The section on the races of Eberron is probably the most hefty of the new mechanical additions to 5e that Wayfinder's Guide has to offer. The first bit of the chapter gives Player's Handbook-style write-up for Eberron's unique races--changelings, kalashtar, shifters, and warforged. The second section describes how the cultural assumptions attached to the usual D&D races are altered in Eberron.
Changelings are essentially Doppelganger Juniors--they can change their appearance at will, making them the ultimate spies. Interestingly, they also take on psychological personas to match their multiple physical identities; some of these personas are passed down family lines or shared communally, so it's possible that the elf merchant you have been dealing with for a decade is actually fifty changelings playing the role.
Kalashtar...are weird. They are a compound race of humans who are bound to spirit-refugees from the plane of dreams. The relationship is more symbiosis than parasitical, but it does make the kalashtar seem alien and otherworldly--the human gets some psionic powers out of the deal.
Shifters are Lycanthrope Lite; they're (probably) the descendants of humans and were-creatures who are animalistic in appearance and can "shift" into a more bestial state to get extra hit points and some other bonus abilities.
The warforged are Magic Robots of metal and wood that were created as soldiers in the Last War. An unexpected breakthrough led to them being fully conscious and sentient. Rules-wise, eyebrows have already been raised about the armor classes they can get due to their natural protection; a 1st level warforged fighter, for example, can have an AC of 20 if they have a shield--and their AC will increase as they gain levels.
If you just want the rules for the new races, you don't need to buy Wayfinder's Guide to Eberron. They're available in this Unearthed Arcana article.
How do the "normal" races fair in Eberron? Well dwarves...seem like the dwarves in most settings. NEXT!
Elves, as always, come in a Baskin Robins array of flavors. The Aerenal elves worship their undead ancestors, so they are uncharacteristically okay with magic that is usually considered dark. The Valenar elves are warlike and seek to emulate the deeds of their illustrious ancestors. They also get access to a feat for use with a double-ended sword that seems to make two-weapon fighting obsolete, so that probably needs another look. Elves in Khorvaire are immigrants. Drow were made when giants used magic to bind shadows to elves and used to assassinate other elves.
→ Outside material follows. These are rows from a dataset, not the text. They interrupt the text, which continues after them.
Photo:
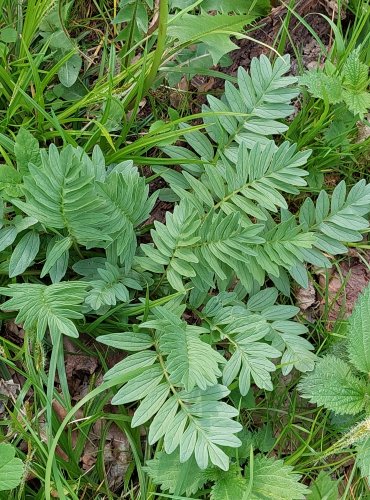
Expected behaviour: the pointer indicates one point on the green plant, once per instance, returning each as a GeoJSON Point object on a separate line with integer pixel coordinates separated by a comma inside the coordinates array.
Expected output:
{"type": "Point", "coordinates": [193, 305]}
{"type": "Point", "coordinates": [349, 85]}
{"type": "Point", "coordinates": [339, 382]}
{"type": "Point", "coordinates": [11, 468]}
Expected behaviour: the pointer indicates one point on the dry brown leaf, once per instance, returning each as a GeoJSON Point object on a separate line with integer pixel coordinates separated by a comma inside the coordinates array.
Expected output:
{"type": "Point", "coordinates": [306, 297]}
{"type": "Point", "coordinates": [356, 276]}
{"type": "Point", "coordinates": [117, 456]}
{"type": "Point", "coordinates": [80, 363]}
{"type": "Point", "coordinates": [116, 453]}
{"type": "Point", "coordinates": [9, 389]}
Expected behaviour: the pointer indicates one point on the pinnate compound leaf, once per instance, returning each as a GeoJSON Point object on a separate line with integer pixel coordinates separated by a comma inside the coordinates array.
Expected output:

Gnomes have a lust for knowledge, hate physical violence, and are inveterate schemers. They idea of gnomes as "smiling schemers" does the work of differentiating them from halflings and dwarves. Half-elves have their own communities because when a half-elf loves another half-elf very much they make another half-elf. Half-orcs are more likely to be seen as the offspring of backwoods types or primitives rather than the spawn of a naturally evil race, so you might need to re-think your baby orc strategy in Eberron. Halflings live in nomadic tribes and ride dinosaurs; that one kind of sells itself. Guess what? Humans are adaptable! Moving on. The chapter rounds out with brief notes on including other races that have not traditionally had a role as player characters in Eberron.